New services – The Internet is shifting, new services are being introduced by ISP’s – few examples are gambling, multimedia, VoIP, QoS, Ads – those require a bit more than the current RADIUS AAA signaling of user name and password used today. ISP’s want it all, they want advanced pre/post billing, insured QoS for SIP and VoIP services, content based billing and so on.

Standard bodies – last but not least, did you know that Diameter was initially defined for the Internet by IEEE ? so this is a good start – Diameter is not seen by the IEEE Internet gurus as another “strange telco feature” that the strange guys in 3GPP and TISPAN want them to adopt . Also there is a lot of ongoing work in IEEE and other standard bodies in this direction(such as the Diameter SIP Application)

Those are some of the reasons why I believe Diameter is on a solid path to become the leading AAA and Control protocol in the Internet arena.
Now if I managed to convince you, the next question is When ?

Feb 8, 2009

Diameter reality check

Diameter was adopted by 11 standard bodies as the main protocol for their NGN networks.
There is no other emerging protocol today or on the horizon that can become an alternative.
And Diameter is defiantly happening, as someone who live the Diameter market I can tell you, Diameter is booming.
So it seems the road ahead to world dominance is clear, well not so fast, there are a few bumps on the road that might block the path or at least slow the speed.

I believe that the main reason hampering Diameter adoption is interoperability, there are a few layers of interoperability here:

Legacy to NGN – Full Bottom up NGN deployments are rare we can count them on one hand, especially in today’s climate - operators want to get new multimedia services at least costs as possible. This means operators are launching hybrid semi NGN networks and using existing network functionality. However the two network parts the legacy and the NGN “speak” different protocols Diameter versus RADIUS/LDAP…. which don’t communicate.

Cross technologies – If I had a penny for every time I heard about Convergence and FMC, I wasn’t sitting on the couch and writing this blog, this is one of the industry’s hottest trends (and surprisingly it is really happening) The standard bodies have all lined up behind Diameter but (to make it interesting) they adopted Diameter differently (as usual politics and slightly different view of the world). Now you can imagine this is not helping an operator going FMC and want to connect the mobile Diameter interfaces based on 3GPP to the wireline Diameter interfaces based on ETSI TISPAN.

Vendor-lock in – I promise you this wasn’t written in the 70’s, problems has a strange habit of repapering. In Diameter which was designed to be very flexible and is still half cooked, this is a huge issue. For example there are RFP’s today in the market to connect the NSN Diameter Rf to Ericsson Diameter RF.

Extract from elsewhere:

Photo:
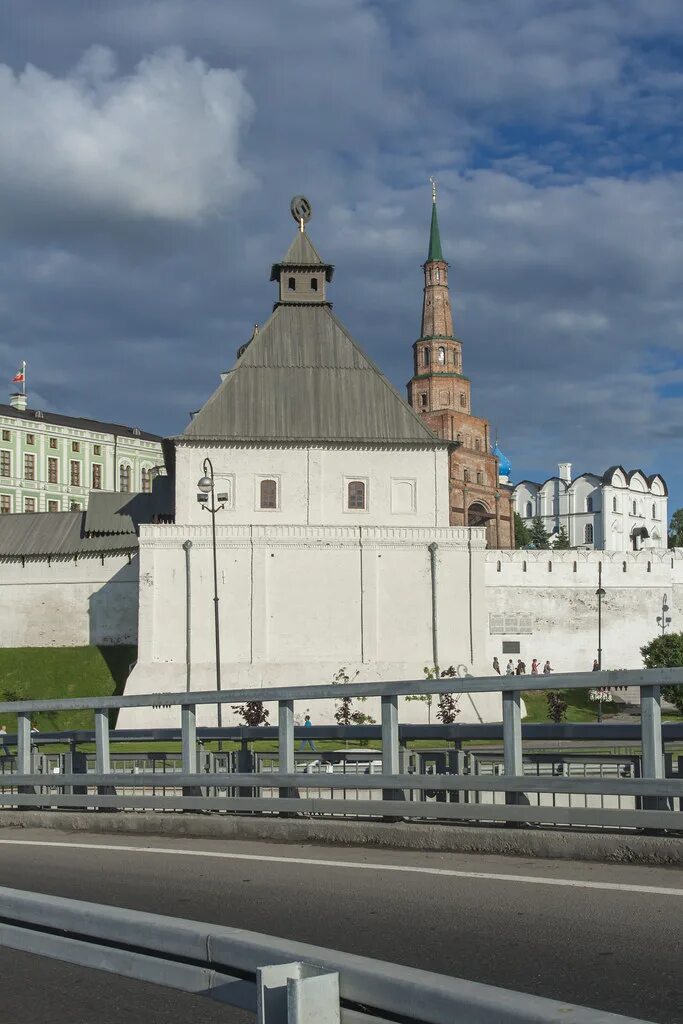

Still forming standards - Diameter interfaces are still fresh and changing all the time, more than this it seems Diameter is conquering more and more ground (do you remember COPS in 3GPP release 6 that was kicked out in release 7 ? or have you seen how Diameter spreading in LTE Control Plane – maybe it should be called Diameter plane) – the vast numbers of versions and releases, is certainly not helping adoption.

After this pessimistic blog, a few words of hope- I think those are serious issues on the road to Diameter wide spread adoption, they might slow the adoption, but my personal view is that there is nothing to block the way for Diameter adoption as the main protocol for telecom signaling and control

Next time Diameter and the Internet

Feb 7, 2009

Welcome to Diameter Blog

Welcome to the Traffix Diameter Blog.
In this space we will discuss some of Diameter trends and issues.
We will share with you information about Diameter adoption, in different standards and technologies.
The adoption of Diameter in the mobile and wireline domains, in the telecom and the Internet arenas.
Diameter alternatives, the pros and cons of Diameter over existing legacy protocols.
What roll Diameter is taking in coming technologies like LTE and Mobile WiMax.
We will also present some of the technical and market issues affecting Diameter adoption.
The Traffix team will share with you our view of those issues and many more.
Your feedback is welcome and I’m looking forward to interesting and open discussion.